Most things happened in her room. After a night of karaoke, it was getting late, so she asked me to stay over. Silently thanking god for this opportunity, I agreed. Mother asked me where I was at midnight, and I told her I’ll be staying at Zoe’s. She didn’t question any further. Just my luck! She lives with her relatives too and her walls aren’t very soundproof, so the noise-level needs to be controlled. At 3AM, she woke groggily. “Let’s be together,” she confessed to me. I agreed. “I like you too,” I replied coolly while my insides were frantically keyboard-smashing. I didn’t sleep that night. We went in reverse-base order. We slept together first. Then a couple days after, our first kiss happened in her bed. I don’t think we’ve ever held hands. One time, we were cuddling and watching a movie when her aunt knocked. We immediately untangled from each other, smoothed our shirts, and put on our innocent faces. Thank god her aunt knocked. Please remember your manners and knock. Sometimes, I imagine being open about my relationship. Would being able to hug, hold hands, make out in public make things better? I don’t know.
I think things are great now.
Lunar New Year is approaching, and I’m anxious to spend my first one away from my family.
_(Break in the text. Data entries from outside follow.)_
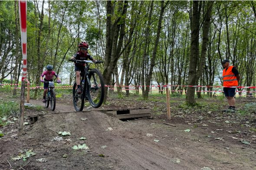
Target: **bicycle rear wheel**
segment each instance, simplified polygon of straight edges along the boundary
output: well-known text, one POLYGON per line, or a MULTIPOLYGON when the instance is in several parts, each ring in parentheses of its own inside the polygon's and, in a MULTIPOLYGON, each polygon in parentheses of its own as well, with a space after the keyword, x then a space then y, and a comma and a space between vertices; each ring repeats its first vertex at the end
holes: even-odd
POLYGON ((95 108, 100 107, 104 99, 104 80, 100 71, 97 69, 89 72, 89 82, 87 88, 87 97, 91 105, 95 108))
POLYGON ((55 91, 54 89, 50 90, 50 103, 51 103, 51 109, 53 111, 55 109, 56 106, 56 96, 55 95, 55 91))
POLYGON ((46 102, 44 103, 44 105, 46 107, 48 108, 49 106, 49 103, 50 103, 50 100, 49 95, 48 95, 48 92, 46 93, 46 96, 45 97, 45 99, 46 100, 46 102))
POLYGON ((83 95, 83 88, 81 88, 82 93, 77 94, 77 87, 76 83, 75 82, 73 85, 73 104, 75 109, 77 111, 82 111, 85 105, 85 98, 83 95))

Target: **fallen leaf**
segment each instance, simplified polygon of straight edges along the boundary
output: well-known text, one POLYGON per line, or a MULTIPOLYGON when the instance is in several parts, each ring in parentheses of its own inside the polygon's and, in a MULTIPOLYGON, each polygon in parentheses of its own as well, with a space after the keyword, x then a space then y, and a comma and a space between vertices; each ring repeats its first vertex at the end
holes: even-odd
POLYGON ((51 141, 62 141, 63 140, 63 138, 62 138, 62 137, 59 137, 59 136, 57 136, 54 138, 53 138, 53 139, 52 139, 51 140, 51 141))
POLYGON ((174 159, 171 159, 171 160, 172 162, 173 162, 175 163, 179 163, 181 162, 181 160, 180 160, 178 158, 175 158, 174 159))
POLYGON ((43 162, 45 162, 47 161, 47 160, 46 158, 40 158, 36 159, 36 160, 37 160, 39 162, 41 162, 41 163, 43 162))
POLYGON ((245 141, 245 140, 243 140, 242 141, 242 143, 243 143, 244 144, 250 144, 250 142, 249 142, 248 141, 245 141))
POLYGON ((73 146, 72 148, 75 150, 79 150, 79 149, 89 149, 89 148, 85 144, 84 144, 82 145, 79 144, 78 146, 73 146))
POLYGON ((218 137, 218 138, 215 138, 215 139, 223 140, 223 138, 218 137))
POLYGON ((66 136, 66 135, 71 135, 70 132, 66 132, 66 131, 64 131, 64 132, 57 132, 57 133, 58 133, 58 134, 59 135, 61 135, 62 136, 66 136))
POLYGON ((108 129, 106 130, 106 131, 110 131, 113 130, 113 128, 111 127, 108 128, 108 129))

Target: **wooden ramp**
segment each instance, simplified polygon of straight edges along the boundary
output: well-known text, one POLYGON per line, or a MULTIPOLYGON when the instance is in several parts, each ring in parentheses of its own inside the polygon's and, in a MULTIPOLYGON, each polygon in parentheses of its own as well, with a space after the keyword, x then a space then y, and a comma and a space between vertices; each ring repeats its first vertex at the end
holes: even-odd
POLYGON ((101 110, 108 115, 119 119, 135 118, 151 118, 149 107, 101 110))

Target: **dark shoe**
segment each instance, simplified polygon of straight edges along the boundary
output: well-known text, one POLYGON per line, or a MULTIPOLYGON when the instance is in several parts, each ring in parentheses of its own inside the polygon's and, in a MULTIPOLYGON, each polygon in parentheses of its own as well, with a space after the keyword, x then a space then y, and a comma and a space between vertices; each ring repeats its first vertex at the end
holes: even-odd
POLYGON ((223 109, 223 112, 229 112, 230 109, 231 109, 230 107, 229 107, 228 108, 227 108, 226 109, 223 109))
POLYGON ((80 89, 77 89, 77 94, 80 94, 81 93, 82 93, 82 91, 81 91, 81 90, 80 89))

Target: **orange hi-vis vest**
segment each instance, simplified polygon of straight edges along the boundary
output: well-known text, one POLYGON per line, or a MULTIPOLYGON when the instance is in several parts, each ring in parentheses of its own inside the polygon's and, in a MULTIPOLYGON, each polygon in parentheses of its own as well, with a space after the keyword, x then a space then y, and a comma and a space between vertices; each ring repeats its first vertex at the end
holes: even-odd
POLYGON ((223 86, 238 86, 238 81, 236 77, 232 72, 232 68, 234 66, 230 66, 226 71, 225 68, 223 70, 222 78, 223 79, 223 86))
I’ll definitely miss the food: dumplings, rice cakes, scallion pancakes, lobster, fish, longevity noodles, eggs, and sweet, sweet white rice that you can’t get here. I’ll miss Mother always trying to fill my bowl with food. I’ll miss Zoe. I’m not sure if I’ll miss anything else though, definitely not the million-Auntie-Uncle-interrogation. But surrounded with food, filled with faint but lingering smells of cigarettes and beer, and bombarded with everyone trying to scream over each other, it almost seems okay for them to ask me about boys.